折り紙は子供だけでなく大人も喜んでくれる。遊ぶ以外にも、ごちそうになったときや、親切を受けたときなんかにもお礼としても折っている。大人も子供のように目を輝かせながら喜んだりするのが見ていて面白い。たまに紙くずを見るような目をする人もいる。確かに見ようによっては紙くずに近いが、人を見極めるのにも良いアイテムなのだ。
折ってあげるばかりでなく、折り方を教えながら一緒に折って楽しむことも多い。今までどこでどれくらい教えてきたかは数え切れないが、訪れた小学校で先生から生徒に折り紙を教えて欲しいとリクエストがあって、つたない折り紙先生をしたのはよく覚えている。ネパールやミャンマー、フィリピン。マケドニアでは初めての欧州デビューもした。今回のラダックでも行った。

この日は午前中にビャマの村のチベット仏教徒の小学校で、午後はハヌーの村のムスリムが通う小学校でと、二回も折り紙先生をした。ムスリムの学校での折り紙先生は初めてである。

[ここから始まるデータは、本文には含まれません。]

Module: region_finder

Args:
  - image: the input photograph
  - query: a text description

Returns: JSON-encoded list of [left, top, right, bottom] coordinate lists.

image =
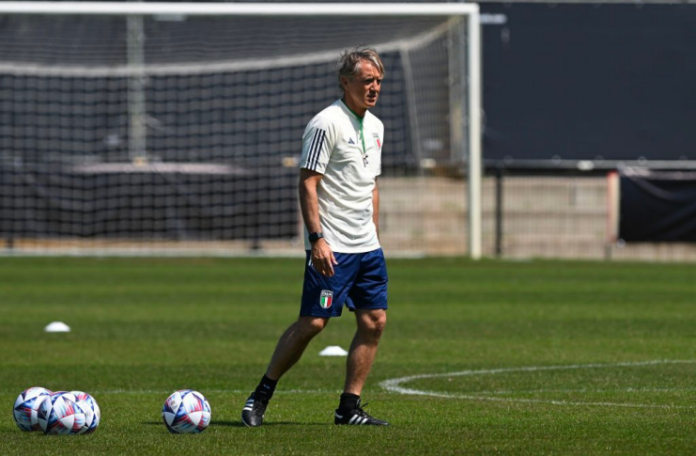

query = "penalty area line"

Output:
[[380, 360, 696, 409]]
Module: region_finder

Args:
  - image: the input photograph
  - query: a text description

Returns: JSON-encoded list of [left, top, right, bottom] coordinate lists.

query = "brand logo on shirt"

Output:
[[319, 290, 333, 309], [372, 133, 382, 149]]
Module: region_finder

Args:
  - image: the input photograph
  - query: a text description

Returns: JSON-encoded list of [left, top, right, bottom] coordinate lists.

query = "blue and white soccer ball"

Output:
[[37, 391, 87, 435], [70, 391, 101, 434], [12, 386, 51, 432], [162, 390, 212, 434]]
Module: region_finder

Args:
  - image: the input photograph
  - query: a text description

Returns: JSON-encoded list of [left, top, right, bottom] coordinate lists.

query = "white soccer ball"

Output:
[[37, 391, 87, 435], [13, 386, 51, 432], [70, 391, 101, 434], [162, 390, 212, 434]]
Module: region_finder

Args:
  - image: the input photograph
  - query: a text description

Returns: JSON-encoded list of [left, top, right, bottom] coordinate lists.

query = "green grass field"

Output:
[[0, 258, 696, 456]]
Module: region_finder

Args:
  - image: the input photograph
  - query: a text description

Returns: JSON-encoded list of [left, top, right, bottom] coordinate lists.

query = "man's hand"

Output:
[[311, 238, 338, 277]]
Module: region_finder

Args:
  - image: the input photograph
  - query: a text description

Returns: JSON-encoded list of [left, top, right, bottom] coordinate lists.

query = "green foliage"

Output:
[[0, 258, 696, 456]]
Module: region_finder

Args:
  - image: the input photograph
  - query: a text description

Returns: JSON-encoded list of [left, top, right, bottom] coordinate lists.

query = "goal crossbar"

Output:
[[0, 1, 482, 259], [0, 1, 479, 16]]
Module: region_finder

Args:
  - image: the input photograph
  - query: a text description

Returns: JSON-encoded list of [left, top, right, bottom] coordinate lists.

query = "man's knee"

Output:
[[358, 309, 387, 339], [295, 317, 329, 339]]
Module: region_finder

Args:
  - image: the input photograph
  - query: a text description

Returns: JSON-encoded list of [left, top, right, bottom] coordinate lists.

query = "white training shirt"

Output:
[[300, 100, 384, 253]]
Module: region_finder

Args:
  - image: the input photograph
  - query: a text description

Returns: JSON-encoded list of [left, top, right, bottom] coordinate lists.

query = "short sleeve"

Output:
[[300, 117, 334, 174]]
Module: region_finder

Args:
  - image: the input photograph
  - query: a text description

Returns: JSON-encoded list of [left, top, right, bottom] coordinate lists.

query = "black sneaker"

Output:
[[334, 401, 389, 426], [242, 393, 268, 427]]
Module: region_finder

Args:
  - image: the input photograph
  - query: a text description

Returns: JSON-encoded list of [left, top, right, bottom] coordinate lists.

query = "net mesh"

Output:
[[0, 9, 474, 254]]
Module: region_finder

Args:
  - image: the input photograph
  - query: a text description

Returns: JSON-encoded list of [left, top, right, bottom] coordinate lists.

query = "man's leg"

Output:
[[334, 309, 389, 425], [242, 317, 329, 427], [343, 309, 387, 396], [266, 317, 329, 381]]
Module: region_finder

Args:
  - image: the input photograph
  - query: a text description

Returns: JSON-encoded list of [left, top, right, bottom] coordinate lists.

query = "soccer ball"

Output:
[[38, 391, 87, 435], [70, 391, 101, 434], [13, 386, 51, 431], [162, 390, 212, 434]]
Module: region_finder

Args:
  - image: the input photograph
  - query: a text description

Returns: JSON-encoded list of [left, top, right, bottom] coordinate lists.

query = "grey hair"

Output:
[[337, 46, 384, 91]]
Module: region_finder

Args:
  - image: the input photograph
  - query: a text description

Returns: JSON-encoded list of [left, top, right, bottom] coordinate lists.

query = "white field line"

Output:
[[380, 360, 696, 409]]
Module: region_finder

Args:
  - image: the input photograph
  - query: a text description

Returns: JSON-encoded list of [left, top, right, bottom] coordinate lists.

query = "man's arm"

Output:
[[298, 168, 338, 277], [372, 178, 379, 238]]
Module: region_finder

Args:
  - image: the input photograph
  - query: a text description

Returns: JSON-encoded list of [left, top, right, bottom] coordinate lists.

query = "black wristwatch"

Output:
[[309, 231, 324, 244]]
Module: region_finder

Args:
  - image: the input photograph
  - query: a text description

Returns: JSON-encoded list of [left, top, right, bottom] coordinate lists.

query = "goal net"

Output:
[[0, 2, 480, 255]]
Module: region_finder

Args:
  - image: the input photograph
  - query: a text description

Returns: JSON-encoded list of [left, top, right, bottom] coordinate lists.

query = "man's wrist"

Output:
[[308, 231, 324, 244]]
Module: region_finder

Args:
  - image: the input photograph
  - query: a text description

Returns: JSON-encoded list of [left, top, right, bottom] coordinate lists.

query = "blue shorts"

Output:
[[300, 249, 388, 318]]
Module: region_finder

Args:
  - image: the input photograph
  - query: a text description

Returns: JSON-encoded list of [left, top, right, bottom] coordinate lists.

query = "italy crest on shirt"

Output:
[[319, 290, 333, 309], [372, 133, 382, 150]]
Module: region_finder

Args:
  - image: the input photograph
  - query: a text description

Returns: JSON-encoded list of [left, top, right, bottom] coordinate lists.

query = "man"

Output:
[[242, 48, 388, 427]]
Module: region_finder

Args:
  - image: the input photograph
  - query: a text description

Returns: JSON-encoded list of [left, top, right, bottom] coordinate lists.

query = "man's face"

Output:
[[341, 60, 382, 115]]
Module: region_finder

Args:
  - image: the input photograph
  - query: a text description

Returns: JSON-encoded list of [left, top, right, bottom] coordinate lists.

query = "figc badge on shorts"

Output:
[[319, 290, 333, 309]]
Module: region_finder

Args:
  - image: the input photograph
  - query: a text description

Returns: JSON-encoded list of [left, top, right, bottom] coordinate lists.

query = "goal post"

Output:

折り紙を折るときや教えているとき、途中で何を折ってるのかと聞かれてもはぐらかして秘密にしている。ずっと不思議そうな顔をしているが、折鶴だと最後に羽を引っ張って広げる瞬間、パッと表情が明るくなる。そう、まさにプレゼントの箱を開けたときの顔だ。その瞬間をにやにやしながら眺めるのが密かな楽しみである。そんな嬉しそうな顔を見ていると、別に良いことしたとは思わないが、たいそう自己満足することできる。
そして折り紙をしている姿は動かないので写真に撮りやすく、とても絵になる。だがハヌーの教室の中はずいぶんと暗くて写真が撮れなかった。ただ撮れなかっただけでなく、私の横に座っていた女の子がすこぶる美少女だったので悲しさは倍増であった。
折り紙教室の後、村をうろうろしていたら、ある家にお呼ばれした。ラッキーなことにそこはあの美少女の家であった。学校でも一番折り紙に食いついてた子で、家でもまた折り紙教室。学校ではしっかりとヒジャブをかぶっていたが、家の中ではよそもんの私がいても髪は見せたままで、美少女っぷりが倍増されていた。なんだか得した気分、やはり折り紙と一緒にする旅はいいもんだ。